El primer cadáver que sacó del mar pertenecía a un hombre de Veracruz. Era alto, delgado y casi no tenía cabello. Acababa de llegar a Cuyutlán mandado por su empresa para hacerse cargo de una casa de empeño en el pueblo. 

A modo de celebración por su nueva oportunidad laboral rentó una cabaña en la playa y pasó toda la noche bebiendo con sus amigos. Se la amanecieron, entonces el hombre les dijo que iría a enjuagarse la cara. Sería el alcohol combinado con razones que solo él y el mar sabrán con exactitud, lo que lo hizo terminar dentro.

En ese tiempo Reyes comenzaba con el negocio familiar, una ramada que montó junto con su esposa, en la que al inicio solo vendían refrescos y coco. El ayuntamiento no les cobraba impuestos pues era salvavidas voluntario.

Cuando uno de sus clientes le avisó que se veía un bulto a lo lejos que parecía un ahogado, su primer pensamiento fue que tal vez estaba buceando. Fue cuando vio que el agua lo movía a su voluntad y se metió rápidamente por él. Le costó sacarlo, las olas se interponían con fuerza. Cuando lo vio sintió algo nuevo, ya no estaba salvando a alguien, solo recuperando un cadáver pálido.

Ya en tierra llegó la policía y la Marina. Los amigos que lo acompañaron solo tenían una preocupación: ¿cómo le iban a decir a su mamá?

Durante los años que el cuerpo le permitió, Reyes se dedicó a ser salvavidas y rescató a alrededor de 50 personas, a otros los sacó ya muertos. Su último salvamento fueron dos jóvenes el año pasado. Cuando las personas se encuentran al borde de la muerte se desesperan, actúan de forma irracional, es por eso que a algunas les tenía que hablar fuerte, como regañándoles, “si me vuelves a zambutir no te voy a sacar”.

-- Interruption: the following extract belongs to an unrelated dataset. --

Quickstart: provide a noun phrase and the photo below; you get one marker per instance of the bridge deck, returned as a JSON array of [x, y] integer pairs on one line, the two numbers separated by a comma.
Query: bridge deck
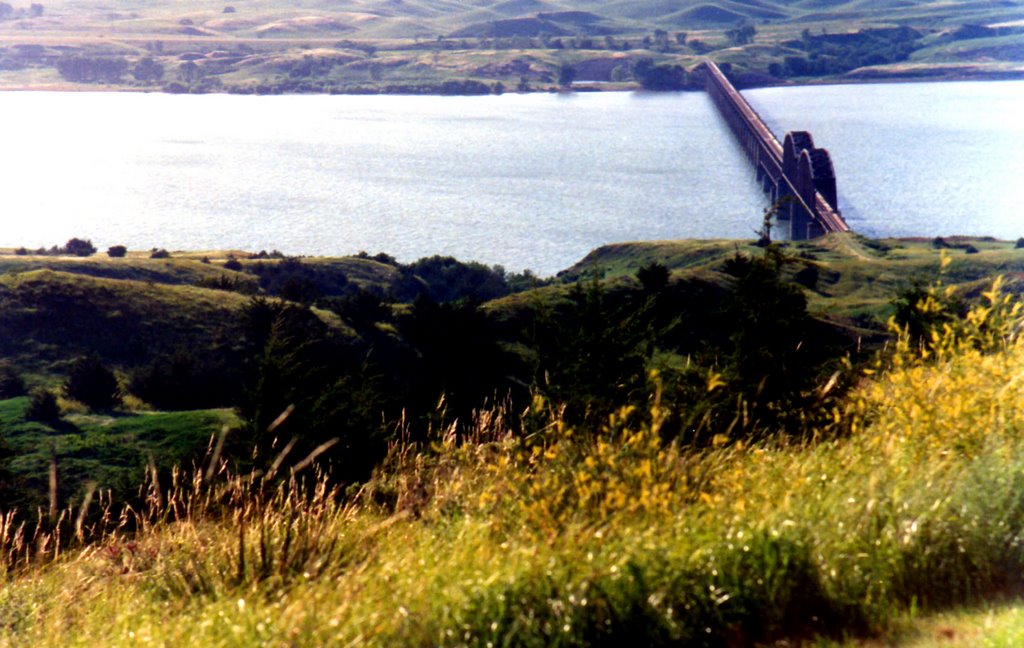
[[769, 147]]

Entre los nietos de Reyes está Luis, quien acaba de cumplir los 18 años y ya lleva tiempo siendo salvavidas. Ha rescatado personas vivas y cadáveres también. El año pasado salvó a un hombre canadiense que venía a vacacionar, y que ahora va a visitarlos seguido y cree que nunca va a poder saldar la deuda con su salvador.

Luis se mete junto con otros jóvenes a pescar, nadando, los tiburones le pasan por enfrente y él ni se inmuta. Dice que en las aguas donde hay tiburones es donde están los mejores peces, porque se sienten protegidos. En tres brazadas se adentra hasta donde están las personas que claman por ayuda, los rescata y vuelve a su vida normal. Quiere entrar a la Marina en Manzanillo, el nado ya lo tiene en la bolsa.

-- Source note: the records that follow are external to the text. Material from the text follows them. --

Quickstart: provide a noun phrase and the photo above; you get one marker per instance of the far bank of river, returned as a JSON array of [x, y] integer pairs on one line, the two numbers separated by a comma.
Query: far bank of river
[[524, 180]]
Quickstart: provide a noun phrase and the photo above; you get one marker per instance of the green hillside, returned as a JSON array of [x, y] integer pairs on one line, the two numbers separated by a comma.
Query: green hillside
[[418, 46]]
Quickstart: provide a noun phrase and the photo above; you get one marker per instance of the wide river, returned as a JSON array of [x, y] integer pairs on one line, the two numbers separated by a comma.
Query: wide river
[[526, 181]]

Actualmente no se tiene un registro sobre la cantidad de personas que se han ahogado o han desaparecido en el mar de Cuyutlán, tampoco de las que son rescatadas año con año, sobre todo en temporada alta como en vacaciones de semana santa y navidad.

Pero son decenas de hombres los que, como Reyes y Luis, han aprendido a conocer el mar a la perfección y rescatan vidas sin esperar nada a cambio. 

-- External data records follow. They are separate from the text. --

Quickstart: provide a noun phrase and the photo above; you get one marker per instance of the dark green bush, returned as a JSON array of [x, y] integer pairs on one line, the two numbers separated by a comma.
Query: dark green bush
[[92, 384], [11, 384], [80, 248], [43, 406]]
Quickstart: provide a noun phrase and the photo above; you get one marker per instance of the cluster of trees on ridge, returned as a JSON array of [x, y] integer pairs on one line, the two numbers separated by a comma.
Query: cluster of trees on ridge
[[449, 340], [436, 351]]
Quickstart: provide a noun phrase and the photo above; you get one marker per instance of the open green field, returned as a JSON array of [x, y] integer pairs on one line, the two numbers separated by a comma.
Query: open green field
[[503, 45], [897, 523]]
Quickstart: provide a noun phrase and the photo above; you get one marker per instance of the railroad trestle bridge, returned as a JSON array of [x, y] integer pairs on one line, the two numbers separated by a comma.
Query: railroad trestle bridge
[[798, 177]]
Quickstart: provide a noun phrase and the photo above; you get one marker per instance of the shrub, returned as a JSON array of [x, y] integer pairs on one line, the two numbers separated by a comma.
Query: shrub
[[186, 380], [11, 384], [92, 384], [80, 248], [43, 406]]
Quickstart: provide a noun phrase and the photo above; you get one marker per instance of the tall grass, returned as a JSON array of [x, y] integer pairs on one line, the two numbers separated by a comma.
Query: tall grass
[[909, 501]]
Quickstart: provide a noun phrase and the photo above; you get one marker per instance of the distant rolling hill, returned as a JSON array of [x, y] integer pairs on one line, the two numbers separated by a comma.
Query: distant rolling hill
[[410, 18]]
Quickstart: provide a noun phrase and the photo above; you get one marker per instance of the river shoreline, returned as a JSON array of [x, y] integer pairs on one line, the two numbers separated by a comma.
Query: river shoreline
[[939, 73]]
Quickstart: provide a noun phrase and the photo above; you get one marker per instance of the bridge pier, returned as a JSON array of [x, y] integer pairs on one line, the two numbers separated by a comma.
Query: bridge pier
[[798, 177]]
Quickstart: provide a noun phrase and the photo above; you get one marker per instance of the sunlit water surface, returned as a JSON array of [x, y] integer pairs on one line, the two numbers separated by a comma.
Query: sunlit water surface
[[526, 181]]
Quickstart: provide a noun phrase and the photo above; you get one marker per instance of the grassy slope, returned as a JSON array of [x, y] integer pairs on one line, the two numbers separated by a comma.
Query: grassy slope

“Casi cada cien metros hay una corrientada, te jala, pregúntele a cualquiera que haya sido salvavidas y va a saber”. 

Hoy Reyes Beltrán Barajas se dedica a atender la ramada que lleva su nombre y en donde venden los mejores camarones al coco que he probado. A veces se queda a dormir en la playa junto a un perro negro que lo acompaña. Debido a la falla en sus rodillas ya no se mete tanto al mar. Comenta que es como las focas, que necesita que el agua lo cubra para poder nadar sin ningún problema.

Vive feliz junto con su esposa y la familia que formaron, parte cocos, cuenta historias y toma agua de mar, que para él es la mejor medicina que hay. Y, por si fuera poco, le dice a las personas exactamente dónde se pueden meter a nadar sin que haya algún peligro de por medio. En sus tiempos libres cuenta sus anécdotas de los años de salvavidas a curiosas que ansían convertirse en cronistas.